The Lunar Lake Thread

redleader

Ars Legatus Legionis
35,019
1717620850650.png

30% faster for 20% more power ... meaning that if a load needs P cores you can boost your energy efficiency by ~10% with hyperthreading. That is a big deal for a server, where energy efficiency matters more than saving a little bit of silicon. Likely the difference in real world is larger, both because servers have longer memory access times for DRAM/cache and because these are marketing slides meant to argue against SMT.
 
  • Like
Reactions: continuum

hobold

Ars Tribunus Militum
2,657
Big.little has easily won this race. Apple/Arm does this well,
Again, not a clear cut winner.

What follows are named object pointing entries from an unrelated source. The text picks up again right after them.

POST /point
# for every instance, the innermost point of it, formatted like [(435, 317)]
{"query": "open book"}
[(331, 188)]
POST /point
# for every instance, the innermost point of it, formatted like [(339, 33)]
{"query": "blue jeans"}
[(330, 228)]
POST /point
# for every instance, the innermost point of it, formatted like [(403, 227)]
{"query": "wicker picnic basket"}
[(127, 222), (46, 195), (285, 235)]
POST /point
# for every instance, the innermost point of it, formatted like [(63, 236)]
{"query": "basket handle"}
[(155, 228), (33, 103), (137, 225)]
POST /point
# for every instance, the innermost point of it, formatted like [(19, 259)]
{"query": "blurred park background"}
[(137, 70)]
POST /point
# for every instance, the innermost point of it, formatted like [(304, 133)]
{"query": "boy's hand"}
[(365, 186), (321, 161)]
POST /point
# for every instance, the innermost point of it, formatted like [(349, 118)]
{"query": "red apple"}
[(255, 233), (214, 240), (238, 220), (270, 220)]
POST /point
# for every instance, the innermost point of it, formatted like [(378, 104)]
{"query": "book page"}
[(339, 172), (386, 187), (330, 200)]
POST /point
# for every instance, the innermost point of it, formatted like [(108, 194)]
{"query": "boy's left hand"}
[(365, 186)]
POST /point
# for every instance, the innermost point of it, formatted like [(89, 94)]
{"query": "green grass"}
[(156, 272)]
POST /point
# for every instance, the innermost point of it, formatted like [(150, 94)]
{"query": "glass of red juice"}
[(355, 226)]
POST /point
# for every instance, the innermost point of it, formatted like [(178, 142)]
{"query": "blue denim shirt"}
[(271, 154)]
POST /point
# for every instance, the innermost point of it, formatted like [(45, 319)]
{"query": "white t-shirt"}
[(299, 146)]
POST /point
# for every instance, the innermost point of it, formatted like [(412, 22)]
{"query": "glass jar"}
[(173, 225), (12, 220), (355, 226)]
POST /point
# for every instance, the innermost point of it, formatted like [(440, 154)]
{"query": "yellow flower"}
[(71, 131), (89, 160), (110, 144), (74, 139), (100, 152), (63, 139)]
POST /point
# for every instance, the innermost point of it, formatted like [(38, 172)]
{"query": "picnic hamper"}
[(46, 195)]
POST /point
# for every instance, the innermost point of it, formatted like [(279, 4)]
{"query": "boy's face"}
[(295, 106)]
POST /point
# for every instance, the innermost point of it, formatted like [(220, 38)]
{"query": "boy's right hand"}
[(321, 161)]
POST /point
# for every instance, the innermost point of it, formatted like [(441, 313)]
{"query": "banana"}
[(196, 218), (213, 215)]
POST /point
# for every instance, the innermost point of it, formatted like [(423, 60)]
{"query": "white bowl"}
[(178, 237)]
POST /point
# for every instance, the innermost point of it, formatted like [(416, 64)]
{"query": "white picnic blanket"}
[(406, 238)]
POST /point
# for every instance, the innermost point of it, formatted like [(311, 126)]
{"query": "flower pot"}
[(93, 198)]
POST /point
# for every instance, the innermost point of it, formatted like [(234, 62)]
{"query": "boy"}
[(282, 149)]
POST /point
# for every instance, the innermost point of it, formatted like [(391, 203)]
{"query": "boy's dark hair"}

The big.LITTLE approach usees less silicon area than P-cores with SMT2, but - at least in theory with everything else being eqal (i.e. not comparing different processors with different ISAs made on different generations of silicon) - the fat P-cores have higher per thread performance over a larger number of threads, and still have very competitive throughput when the secondary SMT threads are added in later.

Apple silicon is looking good mostly because Apple is always exclusively on TSMCs best node; the gap has narrowed significantly when Ryzen mobile 7000/8000 jumped to TSMC 4. (Then there are all the different design trade-offs / targets, where AMD and Intel would rather want to melt their CPUs when Apple would rather ditch active cooling.)

It's just like the good ole' times when Intel won by default by having the best transistors. Now Apple has played that game for a few years, but that won't last forever. Intel can afford TSMC's best, too, and has swallowed their pride. Even AMD is finally rich enough to buy TSMC's best. But we customers might not actually be rich enough, at least not in large masses, so AMD will use those cutting edge wafers for Epyc and AI accelerators. Without Apple's reality distortion field, there might not be enough customers willing to overpay twice the price for half the RAM and half the mass storage.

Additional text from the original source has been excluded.